The Principal of the Year announcement from the School Administrators Association highlighted several improvements at DeWitt Clinton under your leadership, from graduation rates to school culture. Is there an achievement that feels especially meaningful to you?

There’s a lot of people who care about this place, a lot of generations of families come here and there’s famous people who’ve graduated from this school — James Baldwin, Ralph Lauren, Stan Lee, Tracy Morgan. But the school was in danger of being closed by the state. 

The first thing that I learned from this community was how important it was to them. We sat down together, the historian of the alumni association, students from student government, parents from the parent association, and teachers. I listened, and it meant everything to me to make sure that this community knew that we would show demonstrable gains to ensure that the school stayed open.

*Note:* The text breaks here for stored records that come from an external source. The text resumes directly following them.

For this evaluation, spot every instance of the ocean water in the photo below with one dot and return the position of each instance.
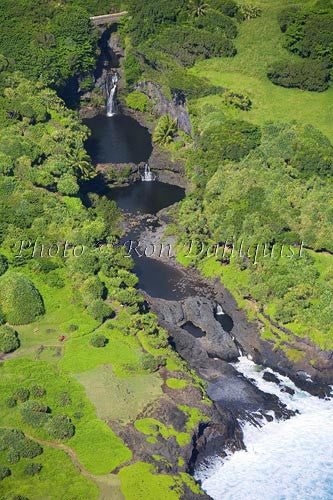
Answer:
(288, 460)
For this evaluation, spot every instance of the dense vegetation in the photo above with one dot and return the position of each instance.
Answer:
(69, 308)
(308, 33)
(256, 182)
(260, 163)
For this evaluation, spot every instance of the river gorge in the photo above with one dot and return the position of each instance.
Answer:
(285, 424)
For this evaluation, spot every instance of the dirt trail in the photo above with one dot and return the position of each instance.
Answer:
(108, 484)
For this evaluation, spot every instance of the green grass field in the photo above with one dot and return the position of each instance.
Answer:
(260, 43)
(119, 399)
(58, 479)
(97, 447)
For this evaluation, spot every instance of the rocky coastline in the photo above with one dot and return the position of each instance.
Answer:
(234, 397)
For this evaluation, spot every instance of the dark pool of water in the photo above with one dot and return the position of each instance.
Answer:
(193, 330)
(117, 139)
(160, 280)
(226, 321)
(146, 197)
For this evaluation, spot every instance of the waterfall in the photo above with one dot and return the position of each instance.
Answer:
(111, 92)
(148, 175)
(219, 310)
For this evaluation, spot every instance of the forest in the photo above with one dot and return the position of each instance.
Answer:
(258, 167)
(257, 183)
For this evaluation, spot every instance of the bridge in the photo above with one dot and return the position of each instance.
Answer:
(107, 18)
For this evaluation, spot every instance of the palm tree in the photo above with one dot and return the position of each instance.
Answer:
(80, 162)
(199, 8)
(165, 130)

At first our gains were small, like we went from a 48% graduation rate to a 50% graduation rate, but the next year the same staff achieved a 69% graduation rate, then close to 80%! We reached as high as 97%!

The students were also asking for access to job training, better college preparation. We now have students becoming nursing assistants, realtors, and computer programmers and college enrollment has surged to 65%. 

And the headlines about our school have started to change. So what’s meaningful to me, what makes this special, is it’s a recognition of the collective work over the last eight and a half years, to make what the school community asked for come true.

Is there anything you would like to add?

I made that decision to walk away from an aspiration, and it was the right decision in the long run. I will still complete a doctorate that stands for the work that I always wanted to pursue, which is to create an environment that will lead, hopefully, to a better development for children.

"It was very clear to me that Russell Sage would develop me in the ways that I wanted, so that I could walk into a school district not just with a doctorate, but reputable in my research."